May 27, 2011


Imagine a town where the languages commonly and regularly spoken are old Spanish, much adulterated, Greek, Turkish, Italian, Bulgarian, Serb, Roumanian, and French; where every one has changed his subjection at least once during the last five years, -from Turkish to Greek-, and where before that several thousands of people had all sorts of claims to European nationalities ... (under which one brother in the same family could be "French", another "English", another "Italian"), perhaps without one of them being able to speak a single sentence in the tongue of the nationality he claimed.
These are the words of a western visitor of the city in 1918. Six years had passed since the Greek army had reached the city in the First Balkan War and capture it. Until the city was given to the Greek state with the treaty of Bucharest in 1913 the Jewish community of the city was trying to figure out ways to avoid this event, because the transition to a Greek state seemed for the Jews as one that will harm their interests, one that would put Greek Orthodox Christians in charge of a city where for centuries they were the de facto leaders of it.

One idea that was proposed was the internationalization of the city. In a letter to the Zionist Organization Committee in Berlin, David Florentin, editor of El Avenir and deputy chair of Maccabi, worried that the economic strength of the community would diminish under a Greek state, wrote:
We cannot see any logical reason for a development in public wealth.

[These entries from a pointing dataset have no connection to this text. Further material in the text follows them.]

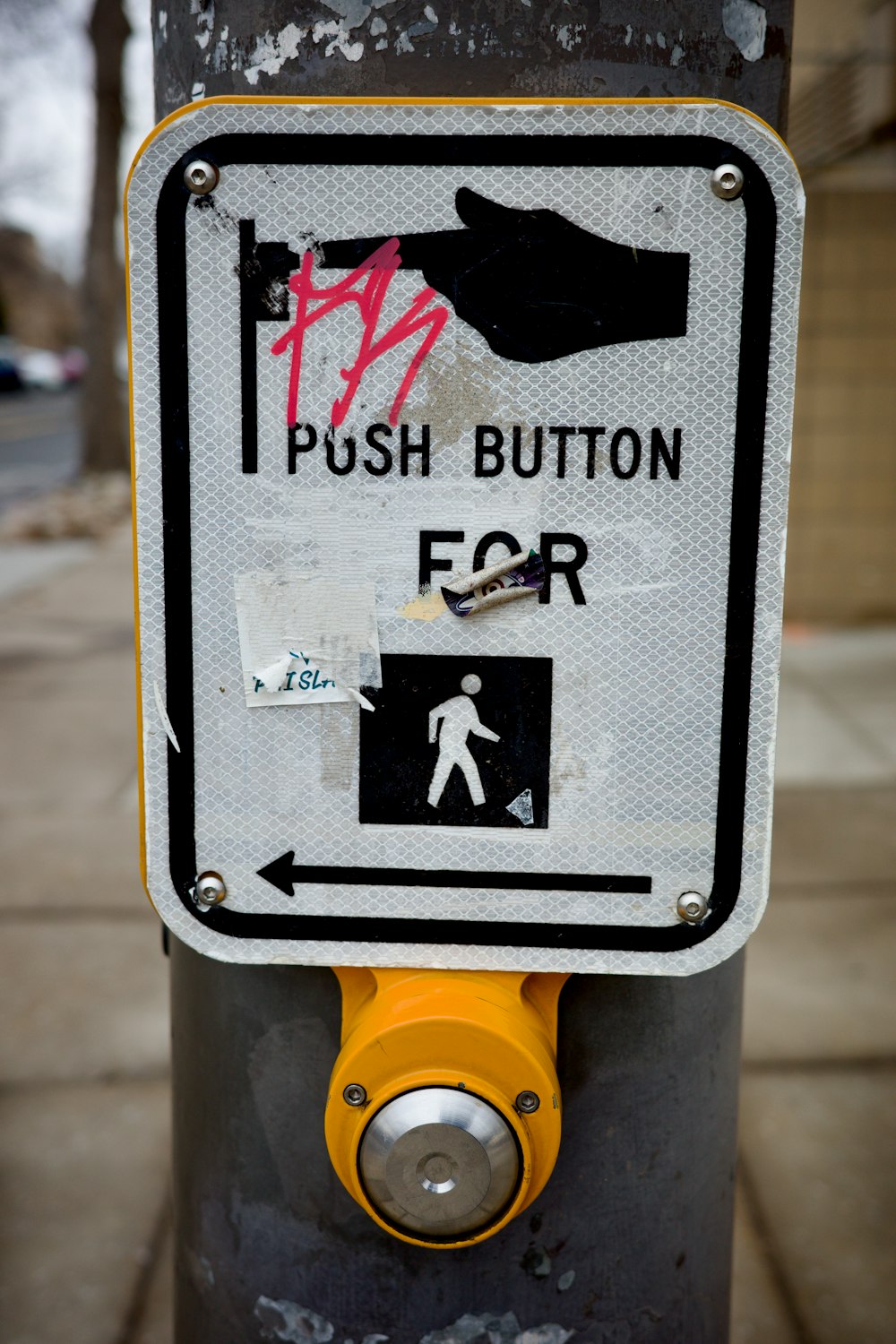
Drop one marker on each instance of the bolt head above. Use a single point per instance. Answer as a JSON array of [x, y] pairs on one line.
[[210, 889], [201, 177], [727, 182], [692, 906]]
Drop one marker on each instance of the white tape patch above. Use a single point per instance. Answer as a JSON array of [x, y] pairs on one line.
[[306, 640]]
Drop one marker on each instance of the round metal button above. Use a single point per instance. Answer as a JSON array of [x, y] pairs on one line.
[[440, 1161]]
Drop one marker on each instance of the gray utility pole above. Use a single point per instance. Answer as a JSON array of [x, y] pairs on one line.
[[630, 1241]]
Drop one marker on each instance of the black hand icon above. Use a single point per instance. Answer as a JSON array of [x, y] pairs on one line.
[[533, 284], [536, 285]]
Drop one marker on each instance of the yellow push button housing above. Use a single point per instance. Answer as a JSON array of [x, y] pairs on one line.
[[444, 1112]]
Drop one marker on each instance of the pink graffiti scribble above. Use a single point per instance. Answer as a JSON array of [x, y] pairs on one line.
[[370, 296]]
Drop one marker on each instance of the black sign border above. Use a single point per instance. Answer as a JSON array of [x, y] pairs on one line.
[[490, 150]]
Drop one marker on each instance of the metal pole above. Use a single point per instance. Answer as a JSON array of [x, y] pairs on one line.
[[632, 1238]]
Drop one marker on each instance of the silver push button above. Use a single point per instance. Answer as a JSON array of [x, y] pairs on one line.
[[440, 1161]]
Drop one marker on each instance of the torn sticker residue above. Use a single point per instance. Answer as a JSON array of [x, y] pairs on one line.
[[519, 575], [521, 808], [306, 640], [163, 715]]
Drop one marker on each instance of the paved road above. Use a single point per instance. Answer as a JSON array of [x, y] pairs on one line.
[[39, 443]]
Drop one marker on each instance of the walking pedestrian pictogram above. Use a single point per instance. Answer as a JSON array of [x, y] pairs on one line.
[[458, 719], [457, 742]]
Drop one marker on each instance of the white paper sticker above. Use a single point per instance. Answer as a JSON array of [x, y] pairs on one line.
[[306, 640]]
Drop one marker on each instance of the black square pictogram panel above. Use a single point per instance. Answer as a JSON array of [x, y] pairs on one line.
[[457, 742]]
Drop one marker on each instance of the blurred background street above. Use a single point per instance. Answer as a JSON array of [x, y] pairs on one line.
[[85, 1239]]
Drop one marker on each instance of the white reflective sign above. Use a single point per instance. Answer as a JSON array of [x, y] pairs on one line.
[[461, 448]]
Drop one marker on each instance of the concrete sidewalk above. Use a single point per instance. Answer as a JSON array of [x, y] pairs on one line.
[[85, 1242]]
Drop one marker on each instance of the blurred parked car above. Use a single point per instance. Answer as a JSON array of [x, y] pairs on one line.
[[42, 368], [10, 375], [74, 365]]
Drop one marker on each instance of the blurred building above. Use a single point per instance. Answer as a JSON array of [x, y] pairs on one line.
[[841, 564], [38, 306]]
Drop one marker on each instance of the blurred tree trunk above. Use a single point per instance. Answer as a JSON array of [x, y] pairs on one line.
[[102, 417]]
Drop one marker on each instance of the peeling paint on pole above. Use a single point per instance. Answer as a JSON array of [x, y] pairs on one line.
[[509, 47]]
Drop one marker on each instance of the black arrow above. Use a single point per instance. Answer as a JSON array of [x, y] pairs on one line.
[[285, 873]]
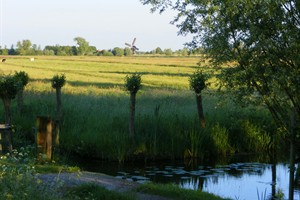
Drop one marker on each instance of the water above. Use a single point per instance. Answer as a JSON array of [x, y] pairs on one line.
[[237, 180]]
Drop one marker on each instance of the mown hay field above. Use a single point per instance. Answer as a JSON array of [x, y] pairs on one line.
[[96, 107]]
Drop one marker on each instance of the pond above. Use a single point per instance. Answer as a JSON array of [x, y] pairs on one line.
[[234, 180]]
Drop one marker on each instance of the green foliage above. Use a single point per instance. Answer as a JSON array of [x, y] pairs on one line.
[[127, 51], [257, 40], [9, 86], [133, 83], [89, 191], [58, 81], [168, 52], [117, 51], [22, 77], [166, 119], [220, 139], [198, 81], [83, 46], [23, 48], [17, 178], [174, 192]]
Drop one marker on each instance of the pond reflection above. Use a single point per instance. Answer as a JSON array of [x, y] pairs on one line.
[[238, 180]]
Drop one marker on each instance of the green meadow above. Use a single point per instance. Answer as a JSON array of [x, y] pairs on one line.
[[96, 109]]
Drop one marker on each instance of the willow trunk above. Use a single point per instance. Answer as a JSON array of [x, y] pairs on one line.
[[200, 110], [132, 115]]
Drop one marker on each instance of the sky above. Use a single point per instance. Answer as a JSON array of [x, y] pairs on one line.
[[103, 23]]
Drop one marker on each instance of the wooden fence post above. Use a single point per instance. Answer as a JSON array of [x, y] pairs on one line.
[[44, 128], [5, 139]]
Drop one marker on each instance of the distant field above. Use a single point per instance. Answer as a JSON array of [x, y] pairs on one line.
[[96, 108], [102, 73]]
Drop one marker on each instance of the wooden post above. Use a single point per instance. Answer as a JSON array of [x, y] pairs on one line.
[[5, 139], [44, 128]]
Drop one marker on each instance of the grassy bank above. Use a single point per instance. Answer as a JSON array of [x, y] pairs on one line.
[[96, 109]]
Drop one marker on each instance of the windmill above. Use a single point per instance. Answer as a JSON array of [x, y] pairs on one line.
[[132, 46]]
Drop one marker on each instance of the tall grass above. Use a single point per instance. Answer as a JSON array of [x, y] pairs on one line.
[[96, 110]]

All the efforts of the government will no doubt be directed toward one end: the Hellenization of the city.
The idea of internationalization of the city soon failed and another one proposed was a sort of Zionism in Salonika - the creation of a Jewish national home but not in Palestine. Some members of the Venizelos government were also favouring this idea. However, the treaty of Bucharest ended such aspirations and as the chief Rabbi said to the King Constantine in the first audience with him:
We tried our best to support the course of Turkish domination in Macedonia, and we Jews would have been willing to sacrifice ourselves to preserve that Turkish domination, should it have been possible. I must report in all candor that I would have taken up arms if that had not been an impossibility, in order to prevent the fate which befell the Turks. We have now adjusted to the realities brought upon us by Greek rule and domination.
And he emphasized that the Jews would be loyal to Greece and Constantine promised that he wouldn't allow the Jews to become target of hostility because of their religion.

All the quotes are taken from Fleming's book, "Greece: A Jewish History".